New Book Alert: Memoirs of a Witness Tree: Poems by Randal A. Burd Jr.; Concrete Descriptive Poems About Life ,Love, and Family
By Julie Sara Porter
Some poets prefer to write in metaphor and hide poetry's real meaning by abstract description, allusion, and imagery that only hints at the real meaning. Others prefer to be more concrete. The meaning is conveyed through the simple description with no hidden theme. With his book of poems, Memoirs of a Witness Tree, Randal A. Burd Jr. is the latter.
Burd's poems paint verbal pictures through words and form. He captures various subjects such as youth, love, friendship, emotion, aging, and death in ways that even Readers who aren't regular poetry lovers will read and understand. These are experiences that many can relate to and follow.
Burd is fond of using the sonnet form. Various poems in this book are sonnets. The first poem, "Humblest Apologies" hilariously warns the Reader about the "archaic paradigm." The Speaker is afraid that the Readers may think that he is boastful or cliched by retreating to the popular form used by Shakespeare and Spenser. The Speaker however prefers to write his poems his own way and hilariously warns the Reader "And thus with ample warning, pray begin/To reassess conventionality."
While Burd often uses the sonnet form, the emotions captured in the poems are so great that the Reader is unaware of the form that is used. The description and imagery take hold. In "Prematurely Blessed", this is particularly noticeable. In this poem, the Speaker is delighted about the birth of his daughter, but anguished about her premature birth and frail body. "Untimely from her mother's womb was hurled/Our premature and sickly sacred prize/Who, we would later come to realize/Became the star 'round which our planet whirled/Her sickliness received intensive care/Pneumonia left her lungs and let her thrive/So lucky and blessed to be alive/Our lives were changed forever then and there." Through his words, Burd captured the bittersweetness when a child is born, but is ill and may not live long.
Many of Burd's poems are filled with nostalgia and a longing for the past. The poem "Overthrown," features the Speaker driving through his hometown and seeing the woods where he and his friends used to play Robin Hood and other games. Burd wrote, "The paths we have made have long since overgrown/Our wooden forts became the forest floor/Adventures don't occur here anymore-/Our sacred places have been overthrown." The Speaker believes that urban encroachment, environmental change, and even the passage of time has violated his sacred space.
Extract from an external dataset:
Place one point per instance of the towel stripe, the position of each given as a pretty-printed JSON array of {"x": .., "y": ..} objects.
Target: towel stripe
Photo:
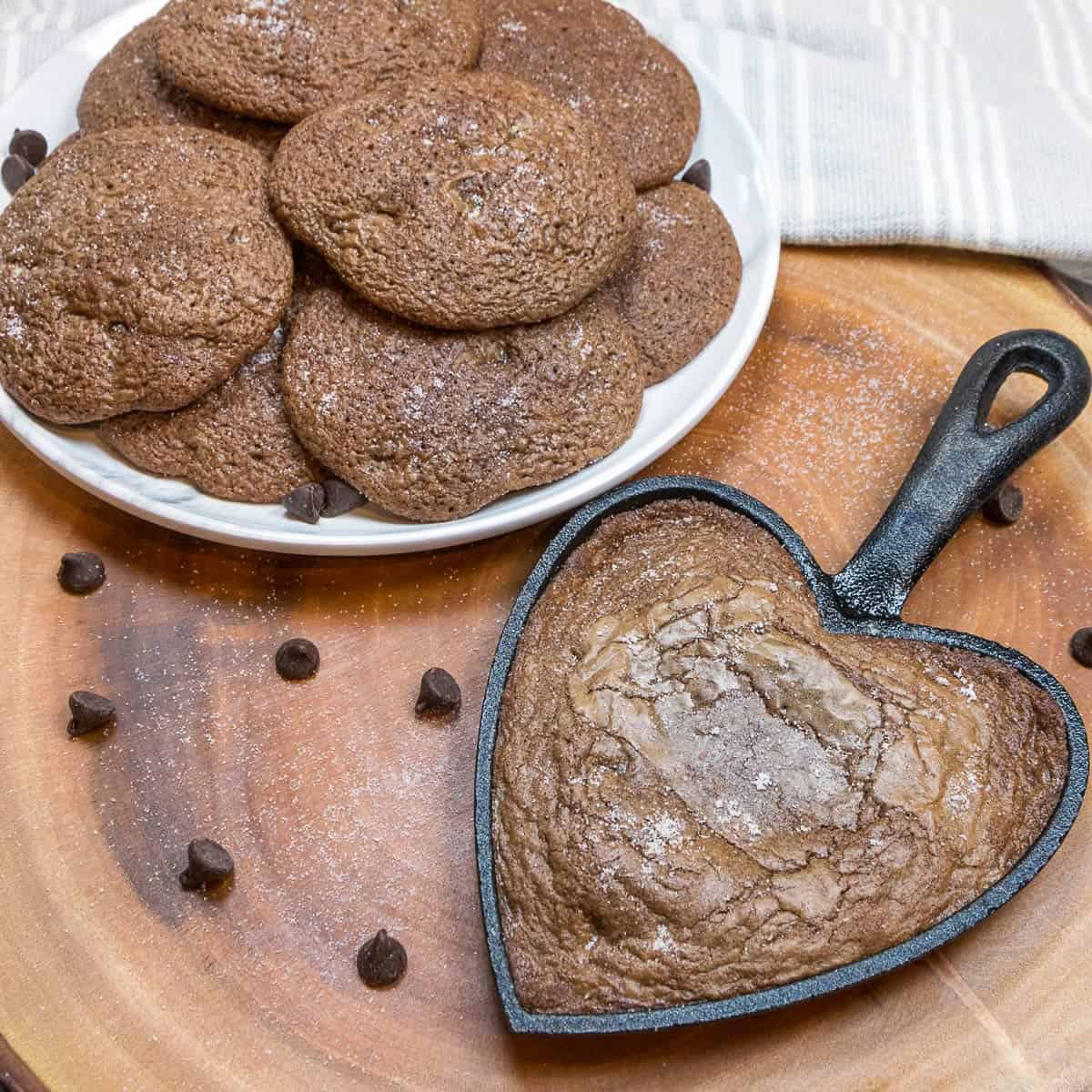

Some of the strongest emotions in the book are often the saddest. In his poem, "Grief", Burd reveals what happens to a person when another person close to them is going through a death. The Speaker's neighbor has suffered a death. The Speaker gives as much empathy as he can, but knows that he cannot feel what his friend feels. He is consumed by his friend's sadness and tries to put himself in the other's shoes. Burd wrote, "Those most involved can't simply walk away/Their lives have changed forever from now on-/Those who remain defined by who is gone/Those gone defined by who is forced to stay/They greet the ones who come to say goodbye/And smile when all they want to do is cry/Their well of anguish can never run dry/Replenished by the next in line to die." Being an observer to the grief and not actually in the family going through the loss, the Speaker feels separated from his friend by emotions to which he doesn't have full access.
Burd also captures humor in his work. In his poem "Lost," the Speaker is lost driving down a logging road with a less-than-helpful GPS. The Speaker is anxiously imagining the worst possibilities. "My compact car was never meant for this/How soon until they locate my remains?/My legacy will be my lack of brains/And absence in the lives of those I'll miss." However, the Speaker finds his way out of the woods "just before the fear sets in for good." The Speaker realizes that the imagined fear is often worse than the real situation.
Sometimes the poems give meaning to an object. In "The Suitcase", an abandoned suitcase lies on the ground, a testament to its former owner's travels and lifestyles. When the original owner died, the suitcase was left behind. "What irony! A suitcase left behind/Speaks more about the trip it never made/Found useless for the task it was designed/When owner passed from substance into shade" When that owner took their final trip into the Afterlife, it left the suitcase behind. Burd wrote, "Things that matter now won't matter then/The cycle only ends to start again."
Burd describes nature settings in a lyrical manner capturing the various senses. The poem, "Blue Spacious Skies" does this. Burd wrote "Blue spacious skies meet greener pastures' hue/Where sleepy woodland creatures rendezvous/The fragrances of lilac and of fir/Are pungent in the air and would confer/A feeling of tranquility on you." Burd uses this beautiful image to remind the Reader that when they feel disappointment, that there is still great beauty in the world.
The final poems in the book reflect on death and loss. The final poem, "Forgotten" takes place in a cemetery. The Speaker sees an abandoned gravestone that is cracked and not cared for. He contrasts this headstone with the others, more recently tended for ones. He realizes that all people will end up the same way. Burd wrote "Few living souls know whose remains are there/Not even their descendants really care." Eventually, the people in the deceased's lives will die and the headstones will be all that is left.
Memoirs of a Witness Tree features poems that create word pictures of many of the most beautiful, emotional, important, and meaningful life experiences.